Donohoo also claimed the O’Briens made the children eat frozen bread, hit the 17-year-old on the hand with a ruler, used pepper spray on a now-20-year-old and didn’t feed the six for extended periods.

“When children are repeatedly humiliated and tormented for years, prison is the expected outcome,” Donohoo said.

A presentence investigation by the Wisconsin Department of Corrections recommended each serve six years in prison and six years of probation, Simanek said.

Two adopted children spoke during the sentencing and each asked, “Why me?”

The 17-year-old girl wiped tears fas she read her statement.

“To this day, I still wonder, why me? Why did you hurt me? What did I do to deserve this? … I was only good enough to be your punching bag.”

While her emotional family and friends sat behind her in the pews, she explained that she struggles from not having a normal childhood. She said she wondered if the O’Briens ever loved her.

An emotional Martin and Kathleen made separate statements, touching upon the same core topics of love and self-improvement.

“I love my kids on both sides of the aisle today,” Martin said fighting back tears while Kathleen rubbed his back. “I realize I didn’t say that enough. I don’t think I’ve said that enough to any of them.”

Kathleen admitted she should have sought help in managing the struggles the family was going through.

“I now know there can be a profound difference between children who remain with their birth parents and those who have been thrust into a new family dynamic,” Kathleen said.

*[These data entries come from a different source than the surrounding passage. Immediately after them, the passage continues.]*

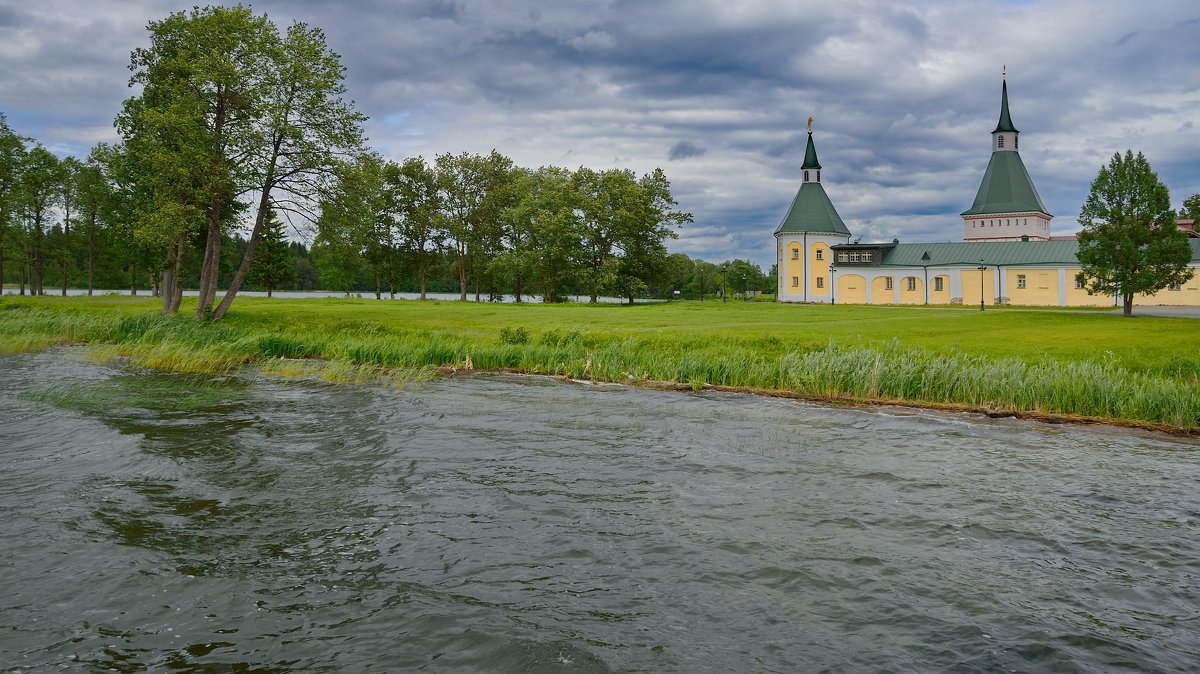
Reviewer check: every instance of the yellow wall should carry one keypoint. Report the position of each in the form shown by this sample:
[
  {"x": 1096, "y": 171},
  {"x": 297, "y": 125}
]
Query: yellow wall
[
  {"x": 943, "y": 296},
  {"x": 1041, "y": 287},
  {"x": 880, "y": 293},
  {"x": 971, "y": 287},
  {"x": 851, "y": 289},
  {"x": 1187, "y": 295},
  {"x": 1079, "y": 298},
  {"x": 819, "y": 269},
  {"x": 792, "y": 268},
  {"x": 916, "y": 296}
]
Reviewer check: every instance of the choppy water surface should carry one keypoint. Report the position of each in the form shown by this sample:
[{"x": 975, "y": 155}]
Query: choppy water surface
[{"x": 497, "y": 523}]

“I now know those key difference can manifest at any age, and even my background in education combined with years of parenting experience did not fully equip me to most successfully handle the myriad of underlying effects that my children, to no fault of their own, manifested prior to joining our family.”

Simanek ordered that the jail terms be served with release privileges for the O’Briens to go to work, to school and to check on their home.